After six episodes or 18 days on the island, the group system was dissolved and the remaining competitors were encouraged to become one group. In episodes 7 - 13, each player will compete for individual immunity status. Finally, when two players are left, the last seven to be eliminated will return and vote on who will be the ultimate winner.

CBS refused to be discouraged by the Swedish experience, which saw the first contestant to be voted off the island commit suicide within a month. Instead, the company subjected each contestant to six hours of psychological examinations and did background checks to ensure that another Rick Rockwell wasn't lurking in the undergrowth. Nevertheless, early publicity releases from the network refused to divulge the surnames of any contestants, in case media outlets uncovered skeletons in closets before the damage control team could react.

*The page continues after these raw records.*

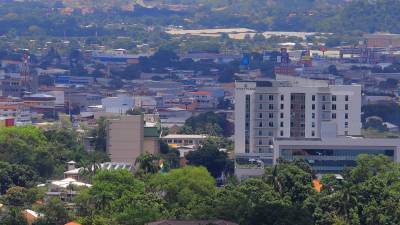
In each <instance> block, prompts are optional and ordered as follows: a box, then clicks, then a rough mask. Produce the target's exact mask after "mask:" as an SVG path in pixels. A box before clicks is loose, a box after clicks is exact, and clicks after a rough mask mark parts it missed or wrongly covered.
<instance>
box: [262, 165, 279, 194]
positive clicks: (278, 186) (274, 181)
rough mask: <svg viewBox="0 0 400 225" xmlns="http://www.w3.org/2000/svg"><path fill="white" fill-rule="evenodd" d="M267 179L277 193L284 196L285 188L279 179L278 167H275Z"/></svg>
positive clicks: (275, 166)
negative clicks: (278, 174) (278, 173)
mask: <svg viewBox="0 0 400 225" xmlns="http://www.w3.org/2000/svg"><path fill="white" fill-rule="evenodd" d="M265 179H266V181H267V182H268V183H270V184H271V185H272V186H273V187H274V189H275V191H277V192H278V193H280V194H282V192H283V188H282V184H281V182H280V180H279V177H278V165H275V166H274V168H273V170H272V173H271V174H269V175H265Z"/></svg>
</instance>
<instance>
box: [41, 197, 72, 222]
mask: <svg viewBox="0 0 400 225" xmlns="http://www.w3.org/2000/svg"><path fill="white" fill-rule="evenodd" d="M39 212H41V213H43V214H44V217H43V218H41V219H39V221H38V222H37V223H38V224H46V225H64V224H65V223H67V222H68V221H69V215H68V211H67V209H66V205H65V203H63V202H62V201H61V200H60V199H59V198H55V197H54V198H50V199H49V200H47V201H46V203H45V204H44V205H43V206H42V207H40V208H39Z"/></svg>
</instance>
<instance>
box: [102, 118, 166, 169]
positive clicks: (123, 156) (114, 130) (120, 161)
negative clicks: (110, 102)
mask: <svg viewBox="0 0 400 225" xmlns="http://www.w3.org/2000/svg"><path fill="white" fill-rule="evenodd" d="M145 152H148V153H151V154H158V153H159V133H158V130H157V127H145V123H144V118H143V115H121V116H119V117H117V118H109V119H108V120H107V153H108V154H109V156H110V159H111V162H118V163H131V164H134V163H135V161H136V158H137V157H138V156H140V155H141V154H142V153H145Z"/></svg>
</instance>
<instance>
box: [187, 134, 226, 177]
mask: <svg viewBox="0 0 400 225" xmlns="http://www.w3.org/2000/svg"><path fill="white" fill-rule="evenodd" d="M186 159H187V160H188V161H189V164H190V165H193V166H204V167H206V168H207V170H208V171H209V172H210V174H211V175H212V176H213V177H215V178H218V177H220V176H221V175H222V173H223V172H224V171H226V169H227V166H228V156H227V154H226V153H225V152H223V151H220V149H219V146H218V145H217V143H216V142H212V141H206V142H205V143H203V146H202V147H201V148H200V149H198V150H197V151H192V152H189V153H188V155H187V156H186Z"/></svg>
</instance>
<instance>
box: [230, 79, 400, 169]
mask: <svg viewBox="0 0 400 225" xmlns="http://www.w3.org/2000/svg"><path fill="white" fill-rule="evenodd" d="M280 79H281V80H280ZM361 126H362V124H361V86H360V85H329V84H328V83H326V82H324V81H318V80H309V79H303V78H295V77H283V78H282V77H279V78H277V80H258V81H237V82H236V85H235V154H236V162H237V163H236V164H237V168H238V165H240V164H241V163H246V162H247V161H249V160H250V161H251V162H260V163H262V165H265V164H274V163H275V162H276V160H277V159H278V158H279V157H281V158H284V159H287V160H293V159H295V158H303V159H306V160H309V162H310V164H312V166H313V167H314V169H316V170H318V171H337V170H341V169H343V168H344V167H346V166H348V165H350V164H352V163H354V159H355V157H356V156H357V155H358V154H361V153H368V151H369V150H367V152H365V151H363V150H362V149H365V147H366V146H367V145H368V146H370V147H371V151H372V150H382V151H383V150H388V149H392V150H393V154H392V153H388V155H390V154H392V155H390V156H392V157H394V156H395V150H397V146H400V144H399V141H398V139H396V140H389V141H386V139H385V140H379V139H376V140H374V141H370V140H367V139H361ZM350 137H352V138H350ZM355 137H357V139H358V141H357V144H354V141H352V140H355ZM360 139H361V140H362V141H360ZM326 140H329V141H326ZM335 140H336V141H335ZM305 141H307V142H305ZM380 141H381V142H380ZM283 143H284V144H283ZM313 143H315V145H314V144H313ZM328 143H329V144H328ZM364 143H365V145H364ZM383 143H386V145H388V147H387V146H386V145H384V144H383ZM302 144H303V145H306V146H302ZM381 145H382V146H381ZM348 146H351V148H352V149H355V150H360V151H357V152H356V153H353V152H349V151H347V152H346V151H345V152H343V151H336V150H338V149H342V150H346V149H348V148H347V147H348ZM378 147H379V148H378ZM283 148H285V149H283ZM310 149H311V150H310ZM384 153H385V152H384ZM325 154H326V156H327V157H324V156H325ZM338 154H342V155H338ZM347 154H352V155H351V156H349V157H347V158H346V157H344V155H347ZM314 156H315V157H314ZM318 156H319V157H320V158H318ZM307 157H308V158H307ZM338 157H339V158H338ZM340 157H342V158H340ZM327 159H328V160H329V161H330V162H329V163H332V166H327V163H326V160H327ZM318 160H322V161H324V162H319V161H318ZM341 160H345V161H346V160H347V161H348V162H347V164H346V162H344V161H341ZM350 161H351V162H350ZM318 163H319V164H318ZM329 163H328V164H329Z"/></svg>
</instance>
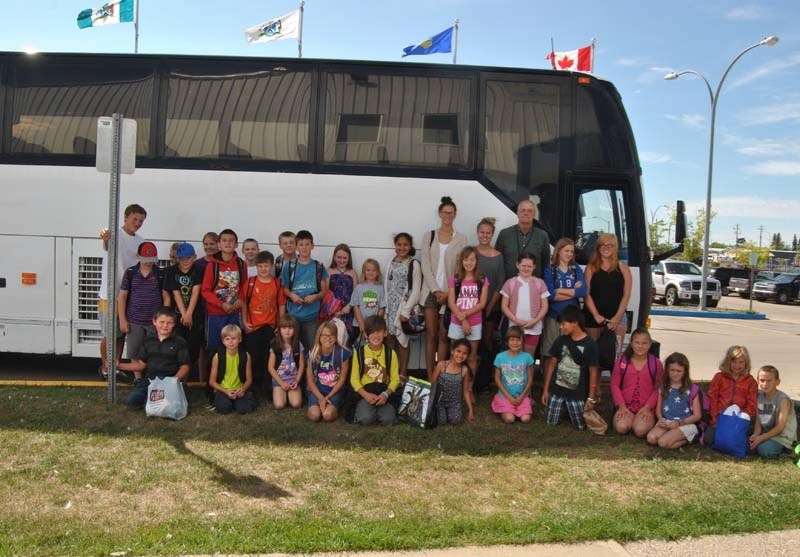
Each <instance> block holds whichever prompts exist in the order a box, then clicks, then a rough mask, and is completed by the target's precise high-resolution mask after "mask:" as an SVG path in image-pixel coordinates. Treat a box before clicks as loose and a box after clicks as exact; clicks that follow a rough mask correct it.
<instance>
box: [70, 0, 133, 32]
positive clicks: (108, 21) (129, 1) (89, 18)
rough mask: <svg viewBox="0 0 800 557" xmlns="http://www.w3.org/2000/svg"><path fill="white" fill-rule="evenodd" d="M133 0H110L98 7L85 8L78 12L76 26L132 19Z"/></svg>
mask: <svg viewBox="0 0 800 557" xmlns="http://www.w3.org/2000/svg"><path fill="white" fill-rule="evenodd" d="M133 11H134V0H110V1H109V2H106V3H105V4H103V5H102V6H100V7H97V8H87V9H85V10H83V11H82V12H81V13H79V14H78V28H79V29H85V28H87V27H98V26H100V25H111V24H114V23H130V22H132V21H133Z"/></svg>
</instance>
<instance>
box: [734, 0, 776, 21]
mask: <svg viewBox="0 0 800 557" xmlns="http://www.w3.org/2000/svg"><path fill="white" fill-rule="evenodd" d="M766 16H767V14H766V12H765V11H764V10H763V9H762V8H761V6H756V5H753V4H750V5H745V6H737V7H735V8H733V9H732V10H731V11H729V12H728V13H727V14H725V17H726V18H727V19H732V20H734V21H754V20H757V19H764V18H765V17H766Z"/></svg>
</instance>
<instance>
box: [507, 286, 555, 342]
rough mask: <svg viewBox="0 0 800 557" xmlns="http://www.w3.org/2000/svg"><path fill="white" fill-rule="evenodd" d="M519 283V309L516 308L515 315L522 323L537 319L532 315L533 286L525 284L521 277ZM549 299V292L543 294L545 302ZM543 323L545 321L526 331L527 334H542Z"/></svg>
mask: <svg viewBox="0 0 800 557" xmlns="http://www.w3.org/2000/svg"><path fill="white" fill-rule="evenodd" d="M517 281H519V290H517V307H516V308H514V315H516V316H517V317H518V318H519V319H521V320H522V321H529V320H531V319H533V318H534V317H536V316H535V315H531V285H530V283H529V282H525V281H524V280H522V279H521V278H519V277H517ZM549 297H550V293H549V292H542V299H543V300H544V299H545V298H549ZM542 321H544V320H543V319H540V320H539V321H538V322H537V323H536V325H534V326H533V327H532V328H530V329H525V331H524V332H525V334H526V335H540V334H542Z"/></svg>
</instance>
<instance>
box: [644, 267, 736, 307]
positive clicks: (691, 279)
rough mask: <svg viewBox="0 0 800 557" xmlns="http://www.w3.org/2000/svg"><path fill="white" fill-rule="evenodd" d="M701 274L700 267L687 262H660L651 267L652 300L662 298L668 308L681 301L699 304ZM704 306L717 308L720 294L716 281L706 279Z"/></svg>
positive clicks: (701, 285)
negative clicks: (698, 303) (652, 278)
mask: <svg viewBox="0 0 800 557" xmlns="http://www.w3.org/2000/svg"><path fill="white" fill-rule="evenodd" d="M702 280H703V273H702V271H701V270H700V267H698V266H697V265H695V264H694V263H690V262H688V261H672V260H669V259H668V260H666V261H661V262H660V263H658V265H656V266H655V267H653V290H654V291H655V296H653V297H654V298H656V297H658V298H663V299H664V303H665V304H667V305H668V306H677V305H680V303H681V302H682V301H683V300H689V301H692V302H695V303H699V302H700V287H701V286H702ZM706 281H707V286H706V305H707V306H708V307H711V308H715V307H717V304H718V303H719V298H720V294H721V288H720V283H719V281H718V280H717V279H713V278H710V277H709V278H707V279H706Z"/></svg>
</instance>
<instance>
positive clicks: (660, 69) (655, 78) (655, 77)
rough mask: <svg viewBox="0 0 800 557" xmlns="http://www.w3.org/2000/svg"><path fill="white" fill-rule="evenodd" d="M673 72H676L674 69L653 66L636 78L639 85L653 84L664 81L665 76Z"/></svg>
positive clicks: (661, 66)
mask: <svg viewBox="0 0 800 557" xmlns="http://www.w3.org/2000/svg"><path fill="white" fill-rule="evenodd" d="M672 71H675V70H673V69H672V68H665V67H663V66H651V67H649V68H647V69H646V70H645V71H643V72H642V73H640V74H639V77H637V78H636V81H638V82H639V83H653V82H655V81H658V80H660V79H664V76H665V75H667V74H668V73H670V72H672Z"/></svg>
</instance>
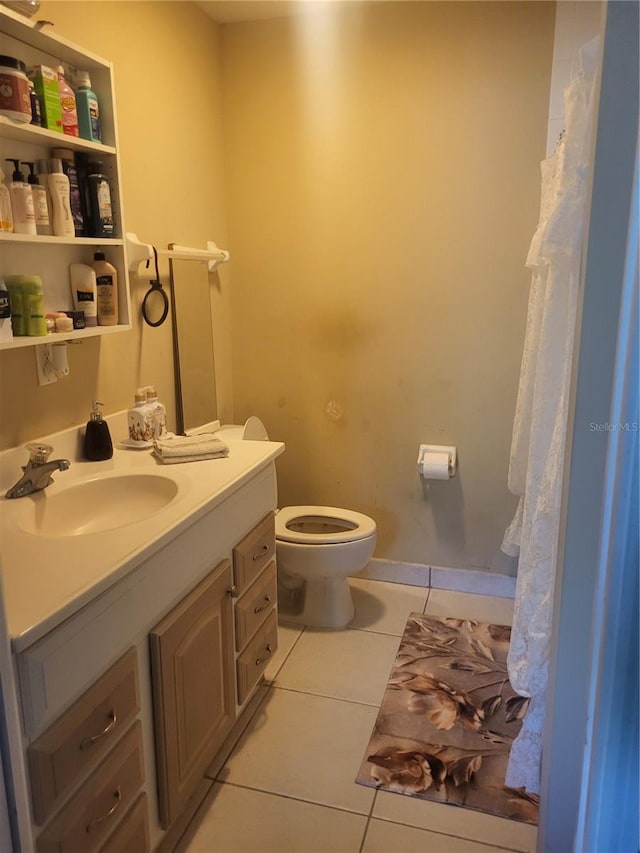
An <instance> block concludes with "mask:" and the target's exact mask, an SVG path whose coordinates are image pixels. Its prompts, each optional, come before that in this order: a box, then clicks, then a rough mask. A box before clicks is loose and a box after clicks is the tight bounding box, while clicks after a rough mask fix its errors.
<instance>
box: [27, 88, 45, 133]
mask: <svg viewBox="0 0 640 853" xmlns="http://www.w3.org/2000/svg"><path fill="white" fill-rule="evenodd" d="M27 85H28V87H29V106H30V107H31V124H34V125H35V126H36V127H42V110H41V109H40V98H39V97H38V96H37V95H36V89H35V86H34V85H33V80H29V81H28V83H27Z"/></svg>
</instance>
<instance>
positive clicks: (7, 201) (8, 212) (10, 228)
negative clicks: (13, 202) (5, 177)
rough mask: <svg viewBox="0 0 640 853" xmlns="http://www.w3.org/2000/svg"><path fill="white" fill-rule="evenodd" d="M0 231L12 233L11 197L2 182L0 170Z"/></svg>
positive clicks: (6, 187)
mask: <svg viewBox="0 0 640 853" xmlns="http://www.w3.org/2000/svg"><path fill="white" fill-rule="evenodd" d="M0 231H4V232H6V233H9V234H11V233H12V232H13V213H11V195H10V193H9V187H8V186H7V185H6V184H5V182H4V172H3V171H2V169H0Z"/></svg>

Survivor is fairly tame stuff and the ethics behind the proposition t haven't sparked off debates around water coolers all over America. The most shocking discosure so far concerned rats. Contestants told Newsweek that they were nibbled by rats while sleeping on the beach, but settled their argument with the rodents rather conclusively.

"You just skin them, gut them, and put them on a stick," said Gervase Patterson, who is a basketball coach back in the real world. "They were pretty good. I was surprised. They tasted like chicken."

If fear of rats rings any bells for those who did Orwell on the Leaving Cert, well CBS is exploiting the theme further next month. The network is currently wrapping up production of yet another European adaptation, Big Brother.

In the Netherlands and Germany the Big Brother concept has already made television history. The premise is simple, a slight twist on The Truman Show. The recipe? Take one TV company. Encourage the company to construct a little house. Place in the house 10 strangers, 28 cameras and 60 microphones. Remove the inmates from all contact with the outside world. Provide them with some challenges. Leave to simmer. Watch the ratings soar.

Like Survivor, the Big Brother show has an element of competition built into it. Every two weeks the house members meet and nominate two of their number for expulsion. Then it's over to the TV audience to decide which of the miscreants to banish.

CBS cheerily admits that it has bought itself a bagful of very cheap television. "If it works, great," said a spokesman. "If it doesn't, well, the network won't lose money." Indeed. All advertising spots are sold for the show's five-nights-a-week run, which begins in July and runs through into September.

In the Netherlands and Germany, the shows have been sensational successes. Cameras caught two lovelorn inmates making some rumpy-pumpy under blankets and showed another unfortunate rising from the toilet seat and made celebrities out of each and every contestant. In the Netherlands, one contestant left voluntarily to take up an offer from Playboy magazine.

In Germany, a contestant was summoned from the house by an apparently cuckolded husband after tabloids began reporting an affair between two participants.

CBS has built a house for its own participants in California and is offering $500,000 prize money to the last surviving member.

Just as with the great quiz show ratings war last season, rival networks will be serving up their own "reality" shows. Fox plans to film the everyday life of a high school in Chicago for American High, while ABC has already begun airing Making The Band, a fly-on-the-wall account of the creation and subsequent ups and downs of a boyband. The trend continues across Europe. The Spanish are watching their own version of Big Brother, ten other European networks, including Channel 4 in the UK, are putting versions into production this summer.

What does it say about television and our relationship with it? Well, in Germany, the Big Brother show was almost cancelled when Interior Minister Otto Schily learned of its format and decided it violated human dignity clauses in the German constitution. He failed to get the programme banned and stoked up some valuable publicity for it in the process.

Those who have a feeling for human dignity should boycott the show, he said hopefully, before the programme began breaking all ratings records.